The thing is, even though none of us wanted to fall for the clickbait and feed into the hysteria about skinny ideals returning, we knew it was becoming a reality. After September's fashion season, Dazed published a story referring to the new type of fashion "it" girl, one who didn't eat, smoked cigarettes and had a cocaine addiction. Models gave interviews backstage at Dion Lee in Sept. 2022, and again in 2023, saying they didn't eat all day because of, simply, "fashion."

Meanwhile, TikTok fashion content is now reminiscent of pro-eating disorder Tumblr, and with the growing popularity of extreme medications like Ozempic, it is very clear that the outmoded "thin is in" philosophy seems to be creeping its way back in. There is a return to skinny on the runway, and we are once again shifting back to the exclusivity and exclusionary fashion industry of yesteryear.

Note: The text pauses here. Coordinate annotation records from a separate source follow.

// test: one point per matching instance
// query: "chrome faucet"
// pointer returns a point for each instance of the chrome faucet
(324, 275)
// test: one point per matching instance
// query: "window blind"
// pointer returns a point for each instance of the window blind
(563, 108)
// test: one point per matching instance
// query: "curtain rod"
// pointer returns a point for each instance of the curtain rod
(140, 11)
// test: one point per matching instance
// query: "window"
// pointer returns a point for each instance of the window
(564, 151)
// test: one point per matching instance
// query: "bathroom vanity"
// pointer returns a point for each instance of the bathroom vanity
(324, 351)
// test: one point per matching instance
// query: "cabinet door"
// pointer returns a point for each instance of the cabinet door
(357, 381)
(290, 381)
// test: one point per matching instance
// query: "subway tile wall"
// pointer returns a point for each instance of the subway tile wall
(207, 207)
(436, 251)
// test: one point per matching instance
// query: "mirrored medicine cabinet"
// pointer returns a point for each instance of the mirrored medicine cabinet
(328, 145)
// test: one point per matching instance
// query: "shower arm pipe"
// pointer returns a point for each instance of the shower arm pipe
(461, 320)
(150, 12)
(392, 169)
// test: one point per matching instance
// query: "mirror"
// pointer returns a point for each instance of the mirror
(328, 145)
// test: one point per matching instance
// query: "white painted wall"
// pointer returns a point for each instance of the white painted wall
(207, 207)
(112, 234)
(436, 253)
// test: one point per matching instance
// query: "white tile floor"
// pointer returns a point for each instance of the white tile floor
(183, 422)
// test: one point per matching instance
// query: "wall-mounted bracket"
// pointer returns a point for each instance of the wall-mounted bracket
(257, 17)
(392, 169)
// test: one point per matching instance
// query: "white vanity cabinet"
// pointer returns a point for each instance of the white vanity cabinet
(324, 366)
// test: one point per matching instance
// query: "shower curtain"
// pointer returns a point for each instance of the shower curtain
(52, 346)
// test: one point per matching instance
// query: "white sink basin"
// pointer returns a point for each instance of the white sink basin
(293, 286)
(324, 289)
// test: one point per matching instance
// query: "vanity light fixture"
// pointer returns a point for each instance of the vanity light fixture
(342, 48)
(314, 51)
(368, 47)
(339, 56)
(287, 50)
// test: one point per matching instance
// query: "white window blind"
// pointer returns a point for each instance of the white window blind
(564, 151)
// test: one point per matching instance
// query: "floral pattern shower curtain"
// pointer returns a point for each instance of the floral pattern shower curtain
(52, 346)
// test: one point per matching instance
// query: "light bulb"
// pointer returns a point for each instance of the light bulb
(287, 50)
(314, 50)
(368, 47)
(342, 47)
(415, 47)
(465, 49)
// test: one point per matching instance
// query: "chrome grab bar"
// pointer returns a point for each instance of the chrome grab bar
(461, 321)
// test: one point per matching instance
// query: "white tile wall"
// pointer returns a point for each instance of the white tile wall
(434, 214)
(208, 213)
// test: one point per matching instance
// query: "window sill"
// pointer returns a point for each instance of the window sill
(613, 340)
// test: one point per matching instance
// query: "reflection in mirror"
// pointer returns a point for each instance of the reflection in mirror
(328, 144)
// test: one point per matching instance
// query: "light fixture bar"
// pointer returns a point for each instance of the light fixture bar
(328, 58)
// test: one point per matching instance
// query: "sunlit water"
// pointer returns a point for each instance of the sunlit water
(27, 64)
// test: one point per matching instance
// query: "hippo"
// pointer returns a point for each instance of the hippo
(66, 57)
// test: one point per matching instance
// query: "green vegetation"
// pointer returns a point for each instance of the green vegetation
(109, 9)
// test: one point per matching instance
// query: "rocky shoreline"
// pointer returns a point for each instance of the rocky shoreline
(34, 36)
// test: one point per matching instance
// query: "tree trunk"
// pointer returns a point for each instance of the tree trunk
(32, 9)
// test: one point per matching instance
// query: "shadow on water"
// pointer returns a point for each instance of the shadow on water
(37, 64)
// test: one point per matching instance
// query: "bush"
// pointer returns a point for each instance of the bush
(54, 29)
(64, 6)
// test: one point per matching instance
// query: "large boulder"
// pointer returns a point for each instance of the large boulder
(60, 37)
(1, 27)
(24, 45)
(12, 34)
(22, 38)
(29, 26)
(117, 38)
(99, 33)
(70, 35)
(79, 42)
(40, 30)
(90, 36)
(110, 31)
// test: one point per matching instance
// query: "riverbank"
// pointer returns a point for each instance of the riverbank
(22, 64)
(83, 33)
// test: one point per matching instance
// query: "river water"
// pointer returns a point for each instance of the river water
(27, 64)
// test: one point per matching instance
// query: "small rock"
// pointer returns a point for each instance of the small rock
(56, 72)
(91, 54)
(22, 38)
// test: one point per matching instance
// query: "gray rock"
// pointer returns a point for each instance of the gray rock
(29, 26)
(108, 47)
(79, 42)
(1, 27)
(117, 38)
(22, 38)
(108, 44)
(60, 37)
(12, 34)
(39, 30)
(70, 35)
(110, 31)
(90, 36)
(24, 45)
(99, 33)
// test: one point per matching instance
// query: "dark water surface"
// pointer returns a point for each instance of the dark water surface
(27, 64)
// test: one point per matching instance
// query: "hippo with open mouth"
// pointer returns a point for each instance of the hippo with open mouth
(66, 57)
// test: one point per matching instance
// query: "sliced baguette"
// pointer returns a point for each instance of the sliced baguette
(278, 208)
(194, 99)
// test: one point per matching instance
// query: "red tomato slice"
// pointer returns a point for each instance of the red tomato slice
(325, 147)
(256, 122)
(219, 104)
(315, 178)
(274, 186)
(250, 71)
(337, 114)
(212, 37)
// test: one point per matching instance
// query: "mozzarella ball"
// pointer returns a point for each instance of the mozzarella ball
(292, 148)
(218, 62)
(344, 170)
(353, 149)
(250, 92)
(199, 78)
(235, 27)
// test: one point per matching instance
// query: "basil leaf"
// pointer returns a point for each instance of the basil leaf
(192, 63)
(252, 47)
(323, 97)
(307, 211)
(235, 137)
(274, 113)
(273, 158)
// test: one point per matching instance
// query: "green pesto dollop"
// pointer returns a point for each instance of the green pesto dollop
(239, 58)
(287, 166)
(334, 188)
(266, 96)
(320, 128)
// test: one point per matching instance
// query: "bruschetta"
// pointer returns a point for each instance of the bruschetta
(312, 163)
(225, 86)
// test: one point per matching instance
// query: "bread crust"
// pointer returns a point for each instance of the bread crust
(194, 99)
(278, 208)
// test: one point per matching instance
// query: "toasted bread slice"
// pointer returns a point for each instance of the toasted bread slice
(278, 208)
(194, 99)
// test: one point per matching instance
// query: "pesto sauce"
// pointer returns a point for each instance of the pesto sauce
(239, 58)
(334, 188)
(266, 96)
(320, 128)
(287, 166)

I feel like my generation — those of us who have already lived through one heroin-chic trend cycle — has the tools to manage another, but I worry for the next generation and the ones that come after. I fear for the very impressionable young minds I wanted to help create an inclusive space for. We didn't have the internet and social media in the same way they do. These kids are growing up with filters and apps that distort their bodies, their perceptions of themselves, their perceptions of others, and the way they present themselves online. They're growing up in a society that is actively trying to cancel the very things that make our world beautiful: being unique and embracing true diversity.

My body has fluctuated over the years; I've been a size six, a size 16 and a size 12. What hasn't changed is my love for fashion. I'm sure there are already people studying the cultural shifts taking place post-pandemic/pre-recession, but it's really disheartening to see so many years of activism and hard work — from agents, models, casting directors and designers alike — seemingly disappear in one fashion season.

We all know that quote from "The Devil Wears Prada" about cerulean. Let's hope the lack of body diversity this season doesn't trickle down to the department stores and clearance bins in the same way.